We also indirectly compared UniNovo with MS-GFDB (Kim et al., 2010), as both tools were developed to analyze diverse types of spectra. We replaced the scoring function of UniNovo with that of MS-GFDB and generated reconstructions using the replaced scoring method. More precisely, the spectrum graph was generated by MS-GFDB per each spectrum, and the reconstructions were generated by UniNovo on that spectrum graph (instead of the spectrum graph generated by UniNovo). This generation method is specified by MS-GFDBScore. All experimental parameters for MS-GFDBScore were the same as for UniNovo.

Figure 2 shows the comparison results for different datasets. UniNovo found the largest number of correctly sequenced spectra among all the tested tools in most datasets. In particular, for ETD spectra, UniNovo reported significantly more correctly sequenced spectra than PEAKS. For example, in case of ETD2 or ETDL4 dataset, the number of correctly sequenced spectra was more than twice for UniNovo than for PEAKS.

Fig. 2.

Fig. 2.

Comparison of de novo sequencing tools [as well as a database search tool MS-GFDB (Kim et al., 2010) tweaked for de novo sequencing]. Per each spectrum, N top scoring reconstructions were generated by UniNovo, PepNovo+ (Frank, 2009; Frank and Pevzner, 2005), PEAKS (Ma et al., 2003), pNovo (Chi et al., 2010) and MS-GFDBScore. MS-GFDBScore provides UniNovo with MS-GFDB’s scoring function. The number of reported reconstructions per a spectrum (N) is set to 1, 5 and 20. A reconstruction is correct if all the fragmentation sites of the reconstruction are correct, and a spectrum is classified as correctly sequenced if at least one of the reconstructions generated from the spectrum is correct. Figures on the left side (a, c and e) show the number of correctly sequenced spectra in each dataset, and figures on the right side (b, d and f) show the average length of the correct reconstructions

For CID spectra, UniNovo and PepNovo+ showed similar results. When N = 1, UniNovo and PepNovo+ found about the same number of correctly sequenced spectra in CID2 and CIDL2 datasets, but UniNovo found about 35% more correctly sequenced spectra than PepNovo+ in CIDA2 dataset.

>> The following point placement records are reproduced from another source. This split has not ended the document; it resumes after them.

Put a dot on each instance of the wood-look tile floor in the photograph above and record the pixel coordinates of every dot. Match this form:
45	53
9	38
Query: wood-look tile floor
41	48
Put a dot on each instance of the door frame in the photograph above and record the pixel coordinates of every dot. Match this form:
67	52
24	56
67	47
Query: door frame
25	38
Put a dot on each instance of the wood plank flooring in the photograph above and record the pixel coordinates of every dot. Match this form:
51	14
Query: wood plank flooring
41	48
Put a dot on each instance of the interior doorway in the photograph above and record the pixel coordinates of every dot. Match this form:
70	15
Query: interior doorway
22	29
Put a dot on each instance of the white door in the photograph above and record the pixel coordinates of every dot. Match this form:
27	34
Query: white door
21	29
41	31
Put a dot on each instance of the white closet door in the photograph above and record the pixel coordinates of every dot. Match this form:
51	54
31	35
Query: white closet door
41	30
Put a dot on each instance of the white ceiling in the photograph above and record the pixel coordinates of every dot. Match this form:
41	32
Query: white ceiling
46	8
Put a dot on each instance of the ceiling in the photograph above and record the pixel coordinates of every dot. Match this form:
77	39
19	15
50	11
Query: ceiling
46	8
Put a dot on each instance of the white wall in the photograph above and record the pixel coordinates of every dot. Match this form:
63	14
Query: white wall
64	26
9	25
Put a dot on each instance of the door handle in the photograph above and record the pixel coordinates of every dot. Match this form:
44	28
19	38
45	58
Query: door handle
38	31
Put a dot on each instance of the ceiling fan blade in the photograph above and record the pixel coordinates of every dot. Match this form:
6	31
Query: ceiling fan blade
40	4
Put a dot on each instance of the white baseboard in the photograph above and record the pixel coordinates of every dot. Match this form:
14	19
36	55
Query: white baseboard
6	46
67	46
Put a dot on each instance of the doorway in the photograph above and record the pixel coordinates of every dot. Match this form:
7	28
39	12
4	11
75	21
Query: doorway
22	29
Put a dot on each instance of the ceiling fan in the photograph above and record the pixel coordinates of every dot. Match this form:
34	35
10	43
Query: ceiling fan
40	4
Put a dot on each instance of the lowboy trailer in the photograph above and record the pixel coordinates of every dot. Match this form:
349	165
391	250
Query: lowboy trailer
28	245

While trypsin and LysC-digested peptides generate the spectra of similar fragmentation characteristics, AspN-digested peptides generate spectra with distinct fragmentation propensities. UniNovo worked well with AspN-digested peptides, but PepNovo+ showed suboptimal results for the spectra of AspN-digested peptides [Training of the parameters for the Bayesian network of PepNovo (Frank and Pevzner, 2005) for the CID spectra of AspN- or LysC-digested peptides would lead to better results; however, as mentioned above, the re-ranking models of PepNovo+ (Frank, 2009), which are crucial for the superior performance of PepNovo+ for CID tryptic spectra (see the Supplementary section S14), cannot be readily trained.]. The length of correct reconstructions for PepNovo+ was slightly longer than for UniNovo.

The results on HCD spectra also demonstrate that UniNovo finds the largest number of correctly sequenced spectra in general. The reconstructions reported by pNovo were, however, longer than those by UniNovo (and PepNovo+) by two to three amino acids. This suggests that UniNovo still has room for improvement for HCD spectra (e.g. introducing features better reflecting the high mass resolution and information from immonium or internal ions).

The results from UniNovo were superior to MS-GFDBScore in both terms of the number of correctly sequenced spectra and the average length of the correct reconstructions in all datasets.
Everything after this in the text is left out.